In questo Blog, che preferisco considerare come l’idea di un Quotidiano benché nella sproporzione, possiamo parlare di tutti gli argomenti d’attualità e, perché no?, anche dello psicoanalista:
quanto a me, pratico come tale da trentacinque anni.

Fin dall’inizio ho udito molti colleghi senior porsi una questione monstre, di quelle che agitano le viscere inquiete dello spirito.
se essi siano psicoanalisti anche fuori da divano/poltrona, diciamo ventiquattr’ore su ventiquattro.

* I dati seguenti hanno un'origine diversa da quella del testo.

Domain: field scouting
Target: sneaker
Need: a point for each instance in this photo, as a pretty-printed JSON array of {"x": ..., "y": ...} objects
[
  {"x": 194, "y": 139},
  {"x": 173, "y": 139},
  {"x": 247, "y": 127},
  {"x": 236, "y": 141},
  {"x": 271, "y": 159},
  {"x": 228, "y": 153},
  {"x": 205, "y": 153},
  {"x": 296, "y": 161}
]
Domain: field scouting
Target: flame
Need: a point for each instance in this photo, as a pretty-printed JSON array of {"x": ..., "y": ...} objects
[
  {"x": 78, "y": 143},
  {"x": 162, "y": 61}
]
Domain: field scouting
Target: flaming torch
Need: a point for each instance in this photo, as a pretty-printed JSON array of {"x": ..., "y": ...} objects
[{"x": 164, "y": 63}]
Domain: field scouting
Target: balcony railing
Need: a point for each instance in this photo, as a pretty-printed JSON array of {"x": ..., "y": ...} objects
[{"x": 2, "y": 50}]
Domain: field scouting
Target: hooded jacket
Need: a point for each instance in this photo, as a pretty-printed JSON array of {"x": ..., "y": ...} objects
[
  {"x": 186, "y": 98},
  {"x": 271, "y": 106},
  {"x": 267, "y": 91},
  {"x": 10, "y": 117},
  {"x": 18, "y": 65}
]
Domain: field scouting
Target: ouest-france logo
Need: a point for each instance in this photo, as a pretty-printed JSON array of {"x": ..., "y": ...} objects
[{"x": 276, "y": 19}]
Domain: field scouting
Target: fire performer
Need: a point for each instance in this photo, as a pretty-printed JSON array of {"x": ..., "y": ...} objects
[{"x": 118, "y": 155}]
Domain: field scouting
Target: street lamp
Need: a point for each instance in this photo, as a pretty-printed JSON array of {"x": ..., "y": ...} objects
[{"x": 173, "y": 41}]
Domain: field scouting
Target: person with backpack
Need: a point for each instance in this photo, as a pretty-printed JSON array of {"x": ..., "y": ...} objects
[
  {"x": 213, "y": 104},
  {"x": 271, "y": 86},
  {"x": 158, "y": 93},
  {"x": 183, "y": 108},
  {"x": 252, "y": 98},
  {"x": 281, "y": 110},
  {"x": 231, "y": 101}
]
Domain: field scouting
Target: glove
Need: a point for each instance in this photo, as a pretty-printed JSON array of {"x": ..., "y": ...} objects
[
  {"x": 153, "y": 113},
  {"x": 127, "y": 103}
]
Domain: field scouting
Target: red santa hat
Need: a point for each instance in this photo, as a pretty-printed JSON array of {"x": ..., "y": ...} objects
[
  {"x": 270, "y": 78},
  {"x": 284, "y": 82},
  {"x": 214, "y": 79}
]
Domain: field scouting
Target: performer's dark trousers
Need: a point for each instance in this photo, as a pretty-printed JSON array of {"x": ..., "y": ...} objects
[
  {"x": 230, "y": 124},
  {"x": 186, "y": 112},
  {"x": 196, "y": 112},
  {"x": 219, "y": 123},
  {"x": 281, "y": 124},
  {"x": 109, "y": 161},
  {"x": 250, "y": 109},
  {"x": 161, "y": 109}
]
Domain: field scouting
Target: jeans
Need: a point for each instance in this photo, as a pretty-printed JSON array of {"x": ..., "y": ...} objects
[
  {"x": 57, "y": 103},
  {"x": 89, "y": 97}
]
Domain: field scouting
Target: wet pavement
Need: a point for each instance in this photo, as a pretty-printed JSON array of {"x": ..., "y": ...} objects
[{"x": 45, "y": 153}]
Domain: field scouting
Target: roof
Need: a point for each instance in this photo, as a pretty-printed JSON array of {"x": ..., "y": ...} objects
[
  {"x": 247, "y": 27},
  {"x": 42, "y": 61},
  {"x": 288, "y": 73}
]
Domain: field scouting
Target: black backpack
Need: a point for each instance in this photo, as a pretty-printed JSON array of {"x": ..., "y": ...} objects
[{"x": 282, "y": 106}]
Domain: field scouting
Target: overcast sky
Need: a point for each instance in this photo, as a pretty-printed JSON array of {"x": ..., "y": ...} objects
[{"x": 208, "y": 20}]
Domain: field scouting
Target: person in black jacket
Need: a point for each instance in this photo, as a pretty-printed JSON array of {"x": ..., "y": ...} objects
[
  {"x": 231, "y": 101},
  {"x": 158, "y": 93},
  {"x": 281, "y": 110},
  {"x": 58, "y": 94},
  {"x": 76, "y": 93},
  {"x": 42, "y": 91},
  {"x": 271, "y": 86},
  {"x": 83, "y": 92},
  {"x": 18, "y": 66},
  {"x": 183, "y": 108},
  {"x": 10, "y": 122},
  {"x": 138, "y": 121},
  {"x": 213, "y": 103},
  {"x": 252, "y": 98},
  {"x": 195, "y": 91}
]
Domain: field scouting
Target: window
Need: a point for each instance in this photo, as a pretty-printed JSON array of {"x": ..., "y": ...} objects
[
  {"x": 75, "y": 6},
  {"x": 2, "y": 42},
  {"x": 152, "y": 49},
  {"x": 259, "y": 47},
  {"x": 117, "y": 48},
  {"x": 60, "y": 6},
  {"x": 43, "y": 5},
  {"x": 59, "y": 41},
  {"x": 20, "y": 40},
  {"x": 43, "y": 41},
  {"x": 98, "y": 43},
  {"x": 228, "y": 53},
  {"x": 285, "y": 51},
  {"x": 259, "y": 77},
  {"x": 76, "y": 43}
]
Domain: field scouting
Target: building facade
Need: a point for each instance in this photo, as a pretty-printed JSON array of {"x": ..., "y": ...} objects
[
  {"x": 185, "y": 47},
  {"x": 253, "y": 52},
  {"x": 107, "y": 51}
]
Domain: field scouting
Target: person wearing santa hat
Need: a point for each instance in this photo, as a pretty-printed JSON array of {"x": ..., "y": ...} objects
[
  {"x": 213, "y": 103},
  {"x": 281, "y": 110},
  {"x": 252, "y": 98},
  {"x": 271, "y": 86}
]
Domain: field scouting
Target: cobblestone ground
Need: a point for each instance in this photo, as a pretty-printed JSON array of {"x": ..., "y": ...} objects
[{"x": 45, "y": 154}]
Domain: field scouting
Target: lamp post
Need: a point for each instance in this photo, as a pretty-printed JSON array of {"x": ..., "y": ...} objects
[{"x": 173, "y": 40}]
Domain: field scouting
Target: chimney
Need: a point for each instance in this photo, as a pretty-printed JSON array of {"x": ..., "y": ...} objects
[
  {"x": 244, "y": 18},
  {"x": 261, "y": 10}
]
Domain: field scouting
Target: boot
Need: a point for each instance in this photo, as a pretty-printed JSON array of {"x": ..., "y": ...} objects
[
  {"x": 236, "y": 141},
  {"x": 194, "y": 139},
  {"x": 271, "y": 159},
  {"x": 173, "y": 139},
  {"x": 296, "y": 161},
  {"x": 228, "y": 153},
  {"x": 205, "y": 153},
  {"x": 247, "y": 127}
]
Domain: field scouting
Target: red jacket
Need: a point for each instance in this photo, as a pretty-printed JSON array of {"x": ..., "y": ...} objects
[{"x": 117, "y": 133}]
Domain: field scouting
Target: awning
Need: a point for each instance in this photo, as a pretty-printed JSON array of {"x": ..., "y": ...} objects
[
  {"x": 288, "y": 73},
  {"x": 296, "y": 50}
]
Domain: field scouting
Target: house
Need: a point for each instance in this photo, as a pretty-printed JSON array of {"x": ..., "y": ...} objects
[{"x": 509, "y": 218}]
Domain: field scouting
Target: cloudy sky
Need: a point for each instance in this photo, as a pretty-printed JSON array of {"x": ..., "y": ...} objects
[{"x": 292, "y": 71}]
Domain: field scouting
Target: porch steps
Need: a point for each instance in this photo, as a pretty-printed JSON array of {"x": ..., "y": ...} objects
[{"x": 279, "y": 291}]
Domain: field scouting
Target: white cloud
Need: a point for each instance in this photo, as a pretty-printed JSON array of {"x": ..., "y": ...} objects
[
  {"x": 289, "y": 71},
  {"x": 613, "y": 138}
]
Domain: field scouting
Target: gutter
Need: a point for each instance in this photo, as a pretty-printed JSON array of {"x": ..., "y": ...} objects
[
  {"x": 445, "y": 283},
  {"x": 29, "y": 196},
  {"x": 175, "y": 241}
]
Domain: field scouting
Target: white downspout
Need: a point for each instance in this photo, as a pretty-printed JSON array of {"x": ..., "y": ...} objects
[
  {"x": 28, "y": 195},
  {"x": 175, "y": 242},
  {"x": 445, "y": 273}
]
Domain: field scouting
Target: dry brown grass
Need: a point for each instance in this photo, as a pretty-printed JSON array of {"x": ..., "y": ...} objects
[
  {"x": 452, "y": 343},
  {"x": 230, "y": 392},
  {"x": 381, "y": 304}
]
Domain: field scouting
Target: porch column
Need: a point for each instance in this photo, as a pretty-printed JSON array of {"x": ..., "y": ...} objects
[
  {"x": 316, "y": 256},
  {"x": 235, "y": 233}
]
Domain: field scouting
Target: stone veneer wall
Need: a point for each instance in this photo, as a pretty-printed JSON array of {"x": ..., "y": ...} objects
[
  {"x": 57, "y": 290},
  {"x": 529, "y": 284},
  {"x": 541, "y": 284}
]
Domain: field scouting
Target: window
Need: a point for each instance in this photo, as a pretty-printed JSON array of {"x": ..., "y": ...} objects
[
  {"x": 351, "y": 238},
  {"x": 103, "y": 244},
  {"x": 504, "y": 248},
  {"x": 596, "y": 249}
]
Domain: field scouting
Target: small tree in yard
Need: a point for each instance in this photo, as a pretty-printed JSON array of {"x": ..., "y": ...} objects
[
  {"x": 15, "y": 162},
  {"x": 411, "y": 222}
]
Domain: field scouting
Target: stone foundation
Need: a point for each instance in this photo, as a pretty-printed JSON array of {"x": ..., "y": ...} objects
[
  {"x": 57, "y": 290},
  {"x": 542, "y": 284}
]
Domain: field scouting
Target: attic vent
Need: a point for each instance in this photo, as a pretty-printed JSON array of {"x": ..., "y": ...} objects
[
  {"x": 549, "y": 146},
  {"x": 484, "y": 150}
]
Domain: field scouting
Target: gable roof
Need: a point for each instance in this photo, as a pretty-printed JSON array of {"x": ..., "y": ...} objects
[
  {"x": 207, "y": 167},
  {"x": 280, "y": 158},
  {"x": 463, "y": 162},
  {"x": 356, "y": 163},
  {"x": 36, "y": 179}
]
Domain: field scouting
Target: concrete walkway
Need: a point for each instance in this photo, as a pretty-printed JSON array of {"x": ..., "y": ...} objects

É una delle questioni in cui non so non diventare antipatico:
infatti ho presto risposto che è una questione da preti (neppure i preti dovrebbero porsela), che si chiedono se sono preti anche fuori dall’esercizio del loro ministero:
l’analogia è utile a scoprire che le forme del clericalismo sono preliminari, “a priori”, comuni a tutti, e possono investire anche persone, come gli psicoanalisti, che nella grande maggioranza non provengono da esperienze confessionali.

Rispondo:

a. in particolare. Malgrado i miei trentacinque anni di lavoro psicoanalitico quotidiano, e potendo vantare una più che discreta cognizione della materia, io non mi definisco affatto uno psicoanalista (anche se tollero di farlo):
bensì come uno che quotidianamente dorme e episodicamente ricorda i suoi sogni e li prende sul serio,  come pure altri fenomeni più o meno contigui;
uno che quando legge i giornali o ascolta la televisione, annota omissioni e sistematizzazioni ossia censure;
o che, con la medesima antipatia di cui sopra, non si unisce al plauso per il fatto che qualcuno nel corso di cinquant’anni ha continuato a ripetere, indifferente a tutte le temperie, “Allegria!”;
che, se legge l’“Antigone” di Sofocle, vi riconosce la melanconia düreriana-freudiana;
o se legge I. Kant, riconosce nella sua Legge morale il Super-io osceno e feroce;
uno che rifiuta di chiamare “psicoanalisi” ciò che non lo è (un vizio diffusissimo);
e anche di confondere la psicoanalisi con un lessico fisso che serve solo a individuare sociologicamente un gruppo di persone a discapito dei concetti;
e senza per questo avere minimamente perso il contatto con il lessico (non di gruppo) effimeramente forgiato da Freud per designare concetti che la storia del pensiero non aveva mai pensato.

b. in generale. Riconosciuto in Freud il primo Amico moderno del pensiero, della rettitudine del pensiero o ortodossia del pensiero senza ortodossie presupposte, o pensiero amico, lo ho anche riconosciuto subordinato al pensiero di cui è stato ininterrottamente Amico;
ciò con mia osservanza di tutti i termini freudiani senza eccezione;
come pure, ho riconosciuto la psicoanalisi come subordinata a tale pensiero quando lo si applica alla cura della psicopatologia a partire dalla nevrosi.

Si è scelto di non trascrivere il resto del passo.